Suspensão da vacina da dengue do Butantan não afeta imunizante aplicado pelo SUS
Medida preventiva foi adotada após investigação de eventos adversos raros; imunizante oferecido a crianças e adolescentes segue normalmente

A suspensão temporária da vacina contra a dengue desenvolvida pelo Instituto Butantan não altera a vacinação oferecida atualmente pelo Sistema Único de Saúde (SUS). O Ministério da Saúde reforçou que a medida envolve exclusivamente o imunizante do Butantan, utilizado em profissionais da atenção primária e em projetos-piloto realizados em cidades selecionadas.
A decisão foi anunciada após a identificação de 42 eventos adversos graves entre mais de 500 mil doses aplicadas desde janeiro deste ano. Os casos, considerados raros, estão sendo investigados pelas autoridades sanitárias, que também apuram dois óbitos e outro caso grave registrados após a vacinação. Até o momento, não há comprovação de relação causal entre os episódios e o imunizante.
Segundo o Ministério da Saúde, a suspensão tem caráter preventivo e foi adotada para permitir análises mais aprofundadas sobre a segurança da vacina em diferentes grupos populacionais. As doses permanecerão armazenadas enquanto as investigações prosseguem.
Já a vacina aplicada regularmente pelo SUS em crianças e adolescentes de 10 a 14 anos segue disponível normalmente. O governo federal destacou que a estratégia de imunização da rede pública não sofreu alterações e que a medida anunciada não afeta o calendário vacinal em vigor.
Além disso, o Ministério da Saúde afirmou que a interrupção temporária não invalida a eficácia da vacina do Butantan para quem já recebeu a dose. A orientação é que os vacinados observem possíveis sintomas de alerta nas semanas seguintes à aplicação e procurem atendimento médico em caso de necessidade.
Garantir a segurança da população
Cerca de 500 mil doses foram aplicadas desde o início da estratégia, segundo o Ministério da Saúde. Foram identificados 42 episódios de reações mais severas temporalmente associadas à vacinação. Os registros equivalem a cerca de oito casos para cada 100 mil doses aplicadas.
Entre os 42 episódios, três foram considerados graves — sendo que dois deles evoluíram para óbito. Porém, Padilha destacou que, até o momento, não existem evidências suficientes para estabelecer uma relação causal entre a vacina e os casos graves ou as mortes. "Não existe, até este momento, dado suficiente para estabelecer uma causalidade entre a vacina e esses óbitos. Mas é um sinal de alerta para o sistema de vigilância, junto com os 42 casos registrados, que nos recomenda a descontinuidade temporária da atual estratégia de vacinação até que se concluam todas as investigações necessárias."

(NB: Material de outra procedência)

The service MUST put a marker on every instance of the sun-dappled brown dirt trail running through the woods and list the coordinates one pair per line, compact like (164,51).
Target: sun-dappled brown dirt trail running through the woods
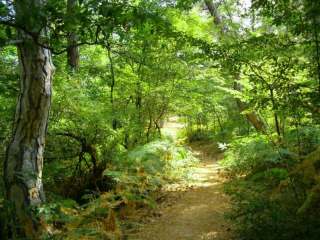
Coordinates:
(195,212)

O ministro da Saúde, ao anunciar a decisão, ainda afirmou que a prioridade é garantir a segurança da população e reforçou que a medida segue um princípio fundamental da saúde pública: "A nossa decisão neste momento é descontinuar de forma temporária a atual estratégia de vacinação com a vacina da dengue do Butantan no país. Essa descontinuidade tem um objetivo: primeiro, uma ação de precaução que deve sempre guiar quem respeita a vida e quem respeita a ciência, ainda mais quando estamos falando de vacinação."
A suspensão permitirá que a pasta, a Agência Nacional de Vigilância Sanitária (Anvisa) e o Instituto Butantan realizem uma análise detalhada dos 42 casos notificados. Entre os pontos que serão investigados estão possíveis fatores de risco dos pacientes, condições de armazenamento e transporte das doses, procedimentos de aplicação e outras variáveis que possam ajudar a esclarecer os eventos registrados.
Butantan se manifesta
Por meio de nota, o Butantan destacou que a vacina apresentou "eficácia global de 79,6% e 89% contra a dengue grave em estudo publicado em revista científica internacional". O instituto ainda destacou que não ocorreram "casos importantes de reação adversa" nas cidades onde ocorreu a vacinação.

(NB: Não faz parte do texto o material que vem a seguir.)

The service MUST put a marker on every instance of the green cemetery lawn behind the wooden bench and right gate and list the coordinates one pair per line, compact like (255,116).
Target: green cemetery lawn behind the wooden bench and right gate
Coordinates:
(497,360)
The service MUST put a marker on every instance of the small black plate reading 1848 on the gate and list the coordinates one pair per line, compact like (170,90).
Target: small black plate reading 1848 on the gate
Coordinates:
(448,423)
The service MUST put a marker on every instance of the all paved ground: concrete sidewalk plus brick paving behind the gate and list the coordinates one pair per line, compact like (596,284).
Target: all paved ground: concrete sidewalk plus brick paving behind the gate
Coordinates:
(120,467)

"Nos três municípios onde houve vacinação em massa da população – Botucatu (SP), Maranguape (CE) e Nova Lima (MG), o acompanhamento de farmacovigilância se mostrou positivo, sem casos importantes de reação adversa na população", diz trecho do comunicado. Apesar de destacar a eficácia do imunizante e dizer que a reação adversa na população não registrou casos importantes, o Butantan afirmou que irá cumprir a determinação.